Typography is still for nerds

josh@kellerandfaber.com — Sun, 09 Mar 2008 10:30:01 -0700

For a moment there, I thought typography might actually become really popular. I had just dragged several of my friends to a movie theater in San Francisco to see Gary Hustwit’s Helvetica. They had initially been skeptical of the entertainment value of a film about a single typeface, even after I told them that it was “the most popular typography documentary of all time.” But after seeing the film, they seemed transformed. One friend, Erik, whose e-mail signature was long set in the ignoble Comic Sans, claimed after seeing the film that he would “begin looking at letters in a new way.” And then there was the Double Jeopardy round of November 7, 2007, which included a category called “Knowledge of Fonts.”
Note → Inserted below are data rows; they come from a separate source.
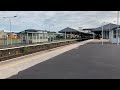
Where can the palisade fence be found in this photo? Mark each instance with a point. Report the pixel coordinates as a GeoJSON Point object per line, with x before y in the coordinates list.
{"type": "Point", "coordinates": [19, 41]}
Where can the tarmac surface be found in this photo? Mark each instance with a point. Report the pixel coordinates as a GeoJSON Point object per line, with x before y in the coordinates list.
{"type": "Point", "coordinates": [89, 61]}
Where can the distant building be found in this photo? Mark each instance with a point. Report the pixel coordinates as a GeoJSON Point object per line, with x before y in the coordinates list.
{"type": "Point", "coordinates": [36, 36]}
{"type": "Point", "coordinates": [109, 32]}
{"type": "Point", "coordinates": [70, 33]}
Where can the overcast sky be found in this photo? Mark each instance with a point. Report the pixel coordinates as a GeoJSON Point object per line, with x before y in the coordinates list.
{"type": "Point", "coordinates": [55, 20]}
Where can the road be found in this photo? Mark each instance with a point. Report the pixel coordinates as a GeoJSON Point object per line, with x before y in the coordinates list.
{"type": "Point", "coordinates": [14, 66]}
{"type": "Point", "coordinates": [89, 61]}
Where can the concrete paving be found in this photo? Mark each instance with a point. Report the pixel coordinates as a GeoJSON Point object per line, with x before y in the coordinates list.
{"type": "Point", "coordinates": [89, 61]}
{"type": "Point", "coordinates": [14, 66]}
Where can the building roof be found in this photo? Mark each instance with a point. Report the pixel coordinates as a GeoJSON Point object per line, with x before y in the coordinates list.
{"type": "Point", "coordinates": [89, 29]}
{"type": "Point", "coordinates": [32, 30]}
{"type": "Point", "coordinates": [68, 30]}
{"type": "Point", "coordinates": [72, 30]}
{"type": "Point", "coordinates": [106, 27]}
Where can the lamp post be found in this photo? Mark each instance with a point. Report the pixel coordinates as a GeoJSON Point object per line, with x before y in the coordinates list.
{"type": "Point", "coordinates": [117, 31]}
{"type": "Point", "coordinates": [10, 25]}
{"type": "Point", "coordinates": [102, 33]}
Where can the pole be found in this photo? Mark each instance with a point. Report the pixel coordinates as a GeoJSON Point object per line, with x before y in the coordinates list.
{"type": "Point", "coordinates": [10, 31]}
{"type": "Point", "coordinates": [117, 28]}
{"type": "Point", "coordinates": [102, 33]}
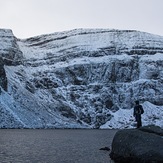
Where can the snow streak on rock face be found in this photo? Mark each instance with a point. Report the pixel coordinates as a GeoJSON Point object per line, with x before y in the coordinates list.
{"type": "Point", "coordinates": [81, 78]}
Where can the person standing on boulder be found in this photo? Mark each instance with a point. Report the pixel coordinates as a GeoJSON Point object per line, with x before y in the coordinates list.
{"type": "Point", "coordinates": [138, 110]}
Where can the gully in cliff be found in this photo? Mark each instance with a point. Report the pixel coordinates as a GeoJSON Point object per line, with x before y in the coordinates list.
{"type": "Point", "coordinates": [138, 110]}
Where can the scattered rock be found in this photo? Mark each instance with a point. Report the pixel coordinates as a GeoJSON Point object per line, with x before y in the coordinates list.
{"type": "Point", "coordinates": [144, 145]}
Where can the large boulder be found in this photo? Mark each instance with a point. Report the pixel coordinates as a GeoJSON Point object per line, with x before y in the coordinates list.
{"type": "Point", "coordinates": [144, 145]}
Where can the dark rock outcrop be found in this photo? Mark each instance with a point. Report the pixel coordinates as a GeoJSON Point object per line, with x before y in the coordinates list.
{"type": "Point", "coordinates": [81, 77]}
{"type": "Point", "coordinates": [144, 145]}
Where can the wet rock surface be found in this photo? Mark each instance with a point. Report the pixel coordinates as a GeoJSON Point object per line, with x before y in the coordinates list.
{"type": "Point", "coordinates": [142, 145]}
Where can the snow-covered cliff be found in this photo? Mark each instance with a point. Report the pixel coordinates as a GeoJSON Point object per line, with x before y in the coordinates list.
{"type": "Point", "coordinates": [80, 78]}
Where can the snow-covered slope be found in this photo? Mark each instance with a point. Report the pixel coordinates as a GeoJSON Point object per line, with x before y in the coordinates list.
{"type": "Point", "coordinates": [81, 78]}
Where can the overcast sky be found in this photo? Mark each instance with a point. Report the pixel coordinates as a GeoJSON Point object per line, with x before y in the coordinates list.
{"type": "Point", "coordinates": [35, 17]}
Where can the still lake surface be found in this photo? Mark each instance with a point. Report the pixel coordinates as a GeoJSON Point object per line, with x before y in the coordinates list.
{"type": "Point", "coordinates": [55, 145]}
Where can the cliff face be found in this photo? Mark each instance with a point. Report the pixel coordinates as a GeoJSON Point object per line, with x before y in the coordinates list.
{"type": "Point", "coordinates": [79, 78]}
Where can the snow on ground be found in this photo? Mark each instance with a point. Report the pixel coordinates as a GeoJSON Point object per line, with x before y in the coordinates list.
{"type": "Point", "coordinates": [124, 118]}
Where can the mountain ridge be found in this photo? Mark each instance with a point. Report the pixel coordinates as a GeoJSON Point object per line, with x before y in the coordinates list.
{"type": "Point", "coordinates": [79, 78]}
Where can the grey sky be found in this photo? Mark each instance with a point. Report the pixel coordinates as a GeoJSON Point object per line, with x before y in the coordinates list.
{"type": "Point", "coordinates": [34, 17]}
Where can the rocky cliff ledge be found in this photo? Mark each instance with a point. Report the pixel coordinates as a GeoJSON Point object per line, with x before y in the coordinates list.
{"type": "Point", "coordinates": [142, 145]}
{"type": "Point", "coordinates": [78, 78]}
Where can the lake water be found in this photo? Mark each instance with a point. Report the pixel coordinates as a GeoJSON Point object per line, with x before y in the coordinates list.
{"type": "Point", "coordinates": [55, 145]}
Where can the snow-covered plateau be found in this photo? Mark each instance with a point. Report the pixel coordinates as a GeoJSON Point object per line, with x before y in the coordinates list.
{"type": "Point", "coordinates": [83, 78]}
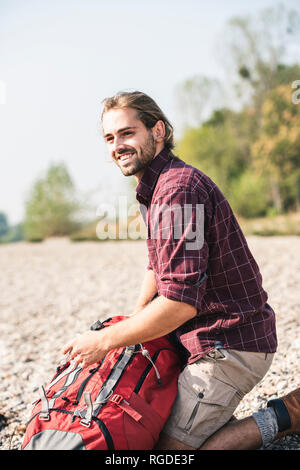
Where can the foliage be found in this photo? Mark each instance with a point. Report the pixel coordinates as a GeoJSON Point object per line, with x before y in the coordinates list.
{"type": "Point", "coordinates": [277, 151]}
{"type": "Point", "coordinates": [251, 151]}
{"type": "Point", "coordinates": [51, 207]}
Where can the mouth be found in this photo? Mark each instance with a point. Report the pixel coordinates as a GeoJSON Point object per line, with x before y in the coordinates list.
{"type": "Point", "coordinates": [125, 156]}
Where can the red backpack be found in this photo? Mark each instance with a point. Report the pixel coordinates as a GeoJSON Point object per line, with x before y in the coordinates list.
{"type": "Point", "coordinates": [120, 403]}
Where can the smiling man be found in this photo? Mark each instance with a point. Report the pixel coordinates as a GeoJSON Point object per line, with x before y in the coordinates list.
{"type": "Point", "coordinates": [209, 296]}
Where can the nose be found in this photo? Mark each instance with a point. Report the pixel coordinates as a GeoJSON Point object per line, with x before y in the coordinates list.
{"type": "Point", "coordinates": [117, 145]}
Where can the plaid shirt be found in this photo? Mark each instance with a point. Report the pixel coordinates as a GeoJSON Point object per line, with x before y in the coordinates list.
{"type": "Point", "coordinates": [200, 256]}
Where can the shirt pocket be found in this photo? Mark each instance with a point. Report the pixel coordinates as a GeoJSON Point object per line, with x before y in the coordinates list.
{"type": "Point", "coordinates": [203, 409]}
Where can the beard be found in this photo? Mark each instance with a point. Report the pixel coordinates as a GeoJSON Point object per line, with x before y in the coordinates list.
{"type": "Point", "coordinates": [139, 160]}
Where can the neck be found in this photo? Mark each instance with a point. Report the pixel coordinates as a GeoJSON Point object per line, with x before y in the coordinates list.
{"type": "Point", "coordinates": [139, 175]}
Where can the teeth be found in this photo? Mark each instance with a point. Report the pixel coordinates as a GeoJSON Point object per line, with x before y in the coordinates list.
{"type": "Point", "coordinates": [125, 156]}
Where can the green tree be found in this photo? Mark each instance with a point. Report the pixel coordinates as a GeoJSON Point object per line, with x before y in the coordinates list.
{"type": "Point", "coordinates": [51, 207]}
{"type": "Point", "coordinates": [277, 150]}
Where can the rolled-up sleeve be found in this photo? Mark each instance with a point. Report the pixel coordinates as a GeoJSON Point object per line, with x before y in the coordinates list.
{"type": "Point", "coordinates": [179, 249]}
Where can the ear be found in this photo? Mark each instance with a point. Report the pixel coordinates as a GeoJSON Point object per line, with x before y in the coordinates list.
{"type": "Point", "coordinates": [159, 131]}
My mind raced. Perhaps we were entering a new era of typographic understanding, one in which the typography of cell phone contracts, dry cleaning storefronts, and office PowerPoint presentations would matter. Perhaps the forms of the lowercase g would become a suitable subject for casual dinner conversation. Perhaps the makers of computer monitors, taking pity on graphic designers, would redesign their products to display at magnificently high resolutions.
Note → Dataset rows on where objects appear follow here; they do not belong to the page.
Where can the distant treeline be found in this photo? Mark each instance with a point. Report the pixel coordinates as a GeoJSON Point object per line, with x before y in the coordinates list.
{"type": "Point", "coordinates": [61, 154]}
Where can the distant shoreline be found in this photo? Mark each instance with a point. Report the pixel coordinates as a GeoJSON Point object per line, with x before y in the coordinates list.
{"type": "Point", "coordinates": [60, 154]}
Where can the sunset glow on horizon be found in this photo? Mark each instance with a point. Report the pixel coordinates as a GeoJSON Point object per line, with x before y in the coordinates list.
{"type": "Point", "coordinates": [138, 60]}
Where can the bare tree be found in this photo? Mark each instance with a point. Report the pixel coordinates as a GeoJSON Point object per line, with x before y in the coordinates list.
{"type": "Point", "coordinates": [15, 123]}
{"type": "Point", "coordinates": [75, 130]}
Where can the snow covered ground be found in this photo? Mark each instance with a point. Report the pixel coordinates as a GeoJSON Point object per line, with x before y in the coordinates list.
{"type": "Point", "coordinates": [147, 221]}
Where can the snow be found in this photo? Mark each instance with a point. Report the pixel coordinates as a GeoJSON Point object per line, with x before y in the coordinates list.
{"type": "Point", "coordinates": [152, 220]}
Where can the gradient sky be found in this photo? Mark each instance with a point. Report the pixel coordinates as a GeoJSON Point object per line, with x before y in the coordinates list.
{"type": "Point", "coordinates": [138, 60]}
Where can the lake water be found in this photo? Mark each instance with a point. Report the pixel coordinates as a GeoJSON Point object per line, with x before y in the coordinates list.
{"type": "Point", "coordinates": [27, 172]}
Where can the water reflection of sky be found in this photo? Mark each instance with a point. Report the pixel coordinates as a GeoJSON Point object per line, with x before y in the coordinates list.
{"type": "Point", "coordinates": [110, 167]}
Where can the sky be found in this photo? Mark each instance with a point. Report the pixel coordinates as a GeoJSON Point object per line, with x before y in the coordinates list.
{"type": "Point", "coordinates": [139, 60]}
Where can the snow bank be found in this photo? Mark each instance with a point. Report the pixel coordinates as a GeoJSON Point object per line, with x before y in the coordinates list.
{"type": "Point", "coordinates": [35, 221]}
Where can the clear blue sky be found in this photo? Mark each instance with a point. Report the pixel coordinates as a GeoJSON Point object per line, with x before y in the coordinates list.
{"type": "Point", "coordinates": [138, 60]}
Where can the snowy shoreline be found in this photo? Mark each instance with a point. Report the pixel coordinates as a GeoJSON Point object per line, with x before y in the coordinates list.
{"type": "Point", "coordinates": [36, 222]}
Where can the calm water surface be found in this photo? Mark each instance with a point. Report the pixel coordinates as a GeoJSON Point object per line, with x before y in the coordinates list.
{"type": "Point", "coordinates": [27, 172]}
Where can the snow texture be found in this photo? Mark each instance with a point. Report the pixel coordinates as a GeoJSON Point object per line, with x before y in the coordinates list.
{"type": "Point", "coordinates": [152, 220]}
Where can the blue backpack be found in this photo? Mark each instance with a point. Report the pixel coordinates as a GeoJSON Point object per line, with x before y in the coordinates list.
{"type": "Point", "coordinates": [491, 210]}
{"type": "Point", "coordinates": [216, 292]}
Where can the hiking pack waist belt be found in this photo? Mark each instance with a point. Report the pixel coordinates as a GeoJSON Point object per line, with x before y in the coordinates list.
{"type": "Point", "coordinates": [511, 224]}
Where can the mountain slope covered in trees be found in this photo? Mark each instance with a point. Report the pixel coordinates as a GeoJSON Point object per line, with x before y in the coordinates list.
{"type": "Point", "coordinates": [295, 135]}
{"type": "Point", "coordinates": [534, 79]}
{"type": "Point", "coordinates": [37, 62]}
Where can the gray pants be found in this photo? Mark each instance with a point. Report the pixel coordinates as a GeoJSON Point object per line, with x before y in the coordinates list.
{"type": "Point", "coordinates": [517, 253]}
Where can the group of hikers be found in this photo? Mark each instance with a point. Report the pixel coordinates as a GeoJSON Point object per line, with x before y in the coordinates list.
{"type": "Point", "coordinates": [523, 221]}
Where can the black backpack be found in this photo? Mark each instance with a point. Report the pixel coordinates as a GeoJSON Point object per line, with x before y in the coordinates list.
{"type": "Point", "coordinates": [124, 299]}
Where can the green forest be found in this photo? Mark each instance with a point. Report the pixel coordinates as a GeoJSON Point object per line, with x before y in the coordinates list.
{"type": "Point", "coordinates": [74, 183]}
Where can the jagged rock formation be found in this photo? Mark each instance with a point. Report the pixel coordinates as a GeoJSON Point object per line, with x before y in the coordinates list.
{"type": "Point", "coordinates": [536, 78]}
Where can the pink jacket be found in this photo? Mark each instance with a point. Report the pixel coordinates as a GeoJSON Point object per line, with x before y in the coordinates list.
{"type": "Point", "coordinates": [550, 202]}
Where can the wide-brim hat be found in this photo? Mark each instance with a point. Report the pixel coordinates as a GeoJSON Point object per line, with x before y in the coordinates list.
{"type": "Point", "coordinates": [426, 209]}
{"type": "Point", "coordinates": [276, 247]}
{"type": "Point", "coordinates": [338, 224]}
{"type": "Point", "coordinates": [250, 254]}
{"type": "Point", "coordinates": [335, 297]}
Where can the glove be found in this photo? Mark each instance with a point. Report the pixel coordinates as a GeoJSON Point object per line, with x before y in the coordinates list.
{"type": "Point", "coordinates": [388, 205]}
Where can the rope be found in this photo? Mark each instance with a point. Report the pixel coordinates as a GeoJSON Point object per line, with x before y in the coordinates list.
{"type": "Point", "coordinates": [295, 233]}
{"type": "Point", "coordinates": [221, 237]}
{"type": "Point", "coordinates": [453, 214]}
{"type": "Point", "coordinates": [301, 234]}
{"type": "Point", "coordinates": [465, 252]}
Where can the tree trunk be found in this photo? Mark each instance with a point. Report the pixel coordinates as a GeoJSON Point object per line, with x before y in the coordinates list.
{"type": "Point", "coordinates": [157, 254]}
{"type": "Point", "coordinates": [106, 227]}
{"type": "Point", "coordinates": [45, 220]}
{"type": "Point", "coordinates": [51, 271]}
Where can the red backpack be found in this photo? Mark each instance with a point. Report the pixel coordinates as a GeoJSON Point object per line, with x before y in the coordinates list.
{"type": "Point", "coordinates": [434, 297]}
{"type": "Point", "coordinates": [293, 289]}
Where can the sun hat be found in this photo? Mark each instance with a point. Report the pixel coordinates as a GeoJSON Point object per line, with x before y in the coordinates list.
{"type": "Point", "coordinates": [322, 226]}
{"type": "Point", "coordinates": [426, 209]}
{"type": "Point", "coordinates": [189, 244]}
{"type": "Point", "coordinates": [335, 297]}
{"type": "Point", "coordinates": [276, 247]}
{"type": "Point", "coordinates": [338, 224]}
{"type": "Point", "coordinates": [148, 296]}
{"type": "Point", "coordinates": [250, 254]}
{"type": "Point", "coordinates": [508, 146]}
A few weeks ago, I got an e-mail from Erik. His signature was still in Comic Sans.

With the widespread use of computers, more people know basic things about typefaces – that they exist, for instance – than at any point in recent history. But the knowledge of the many newcomers to the field (and that includes myself) is often shallow, more a product of curiosity than of serious study. The actual design and study of type remains, and will remain, a specialized pursuit for a select group of nerds.

This actually makes me happy. One of the things that has always appealed to me about type is how it seems to exercise its power in secret. Type controls our emotional response to a passage of text with small, subtle shifts in form and proportion. It often triggers visual allusions we don’t really think about. Behind all of the this is the type designer, a strange man or woman who rarely receives credit. Most every reader spends most of the time thinking about the ideas of a text, not the person who designed its letters.

Which is as it should be.

Science and creativity

faber@kellerandfaber.com — Thu, 21 Feb 2008 10:10:15 -0800

“Numquam ponenda est pluralitas sine necessitate.”
–-William Occam (c. 1288–1347)

Engineers are people with a special set of skills in a domain that enables them to effectively solve problems. If they have the proper skill set, they are hired to satisfy a set of specifications, at which point the problem is solved, and everybody goes home happy.

Scientists can also be engineers, because the only real prerequisite is possession of a certain specialized skill set. However, the methods of a scientist acting as an engineer can differ from those of an engineer. A scientist does not just try to find a solution to a problem, but attempts to postulate and implement the best solution. This is accomplished by rigorously searching for a deeper understanding of the domain and creating layers of abstraction to describe the domain’s elements and their relationships.

The process of searching for an effective abstraction system, or a theory, is supposed to be entirely governed by the law and language of science, rationality. Through rationality, you can prove if a theory is good or bad, and if your abstractions are indeed capturing the domain or not. However, the value of a theory beyond its provable attributes is often measured by Occam’s Razor. Consequently, after all the rigor and reason required by science, it is the vague, amorphous concepts of simplicity and elegance that draw lines between a good solution and a better solution. This is the leap of faith a believer in science often takes.

Roughly translating to “Pluralities shall never be posited unnecessarily,” Occam’s Razor is most often taken to mean that the simplest and most elegant theory, the one with the fewest assumptions and contingent parameters, is the best. Science, supposedly a completely rigid and rational process, is known to use this subjective idea of simplicity and elegance as a metric for evaluating competing theories that otherwise seem to function and perform equally. This is where you find the sometimes obfuscated, but always essential need for creativity in science. It would be easy to simply come up with a sufficient theory to explain some data by just positing each piece of data as a part of the theory, but only a creative solution will be modular, useful and concise.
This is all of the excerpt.